July 13, 2013
No, I won’t bother everyone with the list again. Those who are interested can see the original. But I thought I should do an update on the 5 things I said that I would be proved right about in 5-10 years. Here’s the list:
1) Patents Are an Incredibly Inefficient Way to Finance the Development of Prescription Drugs
2) We Will Need Alternative Mechanisms to Copyrights to Finance Creative Work
3) Medical Trade Will Help to Keep Down Health Care Costs in the U.S. If We Don’t Fix the Health Care System
4) Countries Can Finance Much of the Debt Issued in the Downturn by Central Bank’s Holding of Assets
5) Financial Speculation Taxes Will Make the Financial System More Efficient
How much progress have we seen on these items? Not very much, I’m afraid.
There was this great piece on patents being an impediment to growth by Michele Boldrin and David Levine, a version of which also ran in the Journal of Economic Perspectives. There is at least some appreciation among economists and people in policy circles that patents are a monopoly that leads to major economic distortions.
On the ground there was a huge victory against patent abuses when India’s supreme court rejected the patent in the Gleevec case. The implication is that India will provide more limited patent protection than the United States and Europe. This will provide far more scope for its booming generic industry, which now looks to be a power in its own right, providing low cost drugs throughout the developing world.
Not much good news on copyrights. The entertainment industry wants to use trade agreements to overcome its defeats in 2012 on SOPA and PIPA, and in this way deputize the whole world as junior copyright cops. (No, you don’t get to carry a gun.)

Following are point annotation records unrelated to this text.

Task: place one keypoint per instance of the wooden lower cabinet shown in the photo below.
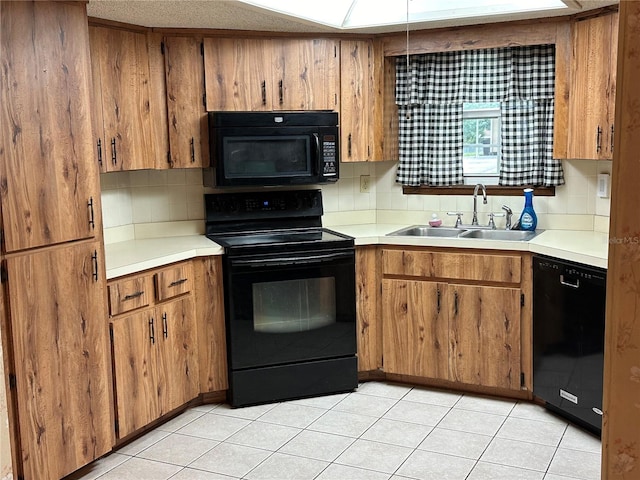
(155, 363)
(415, 334)
(484, 326)
(441, 322)
(154, 344)
(58, 336)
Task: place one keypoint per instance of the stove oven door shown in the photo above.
(291, 325)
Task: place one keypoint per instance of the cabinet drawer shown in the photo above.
(445, 265)
(174, 281)
(129, 294)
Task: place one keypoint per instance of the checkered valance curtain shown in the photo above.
(430, 94)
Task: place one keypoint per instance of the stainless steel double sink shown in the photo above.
(464, 232)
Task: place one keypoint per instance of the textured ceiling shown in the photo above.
(234, 15)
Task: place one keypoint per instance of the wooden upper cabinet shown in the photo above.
(360, 100)
(49, 184)
(184, 78)
(236, 74)
(120, 62)
(592, 93)
(307, 74)
(60, 343)
(280, 74)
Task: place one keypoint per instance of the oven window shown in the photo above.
(294, 305)
(267, 156)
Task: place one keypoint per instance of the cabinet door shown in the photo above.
(358, 101)
(60, 342)
(415, 330)
(178, 379)
(485, 335)
(123, 62)
(135, 340)
(49, 184)
(306, 74)
(367, 296)
(592, 97)
(184, 77)
(238, 74)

The idea is get SOPA and PIPA type wording into an E.U.-U.S. trade agreement and/or the Trans-Pacific Partnership Agreement. Then, when the final deal comes to a vote, the media will hype the huge gains from the deal. Anyone who opposes it will be denounced as a knuckle-scraping protectionist. With a few hundred million dollars for campaign contributions and lobbying fees it is virtually a guaranteed winner. So far, it certainly looks like the media part at least is very much on track
There’s not a lot new to report on the medical trade front. It is striking that almost all of our favorite free traders get blank looks on their faces when the topic of medical trade comes up. It really should not be too hard to understand. Operations that cost $100,000 to $200,000 in the United States may cost $15,000 to $25,000 in top rate facilities in India, Thailand and elsewhere. The huge gap in prices means there are possibilities for large gains from trade. That is true even if we throw in $10k or so in air fares and hotel bills for the patient and immediate family members. And, since the vast majority of such procedures are not done on an emergency basis, there should be ample opportunity to plan the travel.
But it is unlikely you will see measures to facilitate medical travel (e.g. rules on legal liability or international licensing standards) in trade agreements any time soon. This is because doctors, hospitals, and other health care providers are much more powerful lobbies than autoworkers or textile workers. And the economists will therefore all get blank stares on their faces when the issue comes up.
There still is remarkably little discussion of the possibility of central banks deliberately holding assets as a way to keep down interest burdens in the years ahead. Interestingly, Adiar Turner, who has held a variety of top financial posts in the U.K., went a step further in explicitly arguing for printing money as a way to finance deficits. It actually gets to the same issue, since at some point when the economy recovers, presumably we will be concerned about inflation. At that time, do we consider raising reserve requirements as a way to slow the economy, which would allow us to have a much higher amount of interest free debt in existence than if we kept reserve requirements constant?
In the latter case, we would need more contractionary fiscal policy. I would prefer the higher reserve requirement route (yes, I know this is an implicit tax on bank deposits), but it seems it is worth some public discussion. Anyhow, we’ll have to wait until at least next year.
As far as financial transactions taxes, these are now in the mainstream. Even the Center for American Progress included it in its monster policy paper last month. Unfortunately the Obama administration has positioned itself firmly on the side of Wall Street, energetically lobbying in Europe to prevent 11 EU countries from establishing a tax. This is shaping up as a clear case of intellectual arguments versus economic power. We’ll see how that one turns out.
Anyhow, I hope that i will be able to report more progress on my next birthday. Progress is always difficult. Economics is much more a matter of authority and inertia than evidence and logic.
I recall being at a meeting with some I.M.F. officials a few years back assessing why they failed to see and warn of the collapse. At one point, one of the I.M.F. people there complained that they should not have to listen to gadflies (i.e. me) rather than the received doctrine from on high. Of course the argument was never that anyone should have to take an argument from someone like me on authority, but rather they should be able to listen to it and evaluate it themselves for its soundness.
Unfortunately, there are very few people in positions of authority who have both the willingness and ability to engage in such thinking. Hence we will likely have to contend with the wreckage from long disproved doctrines for many years in the future. But hey, we have to keep trying.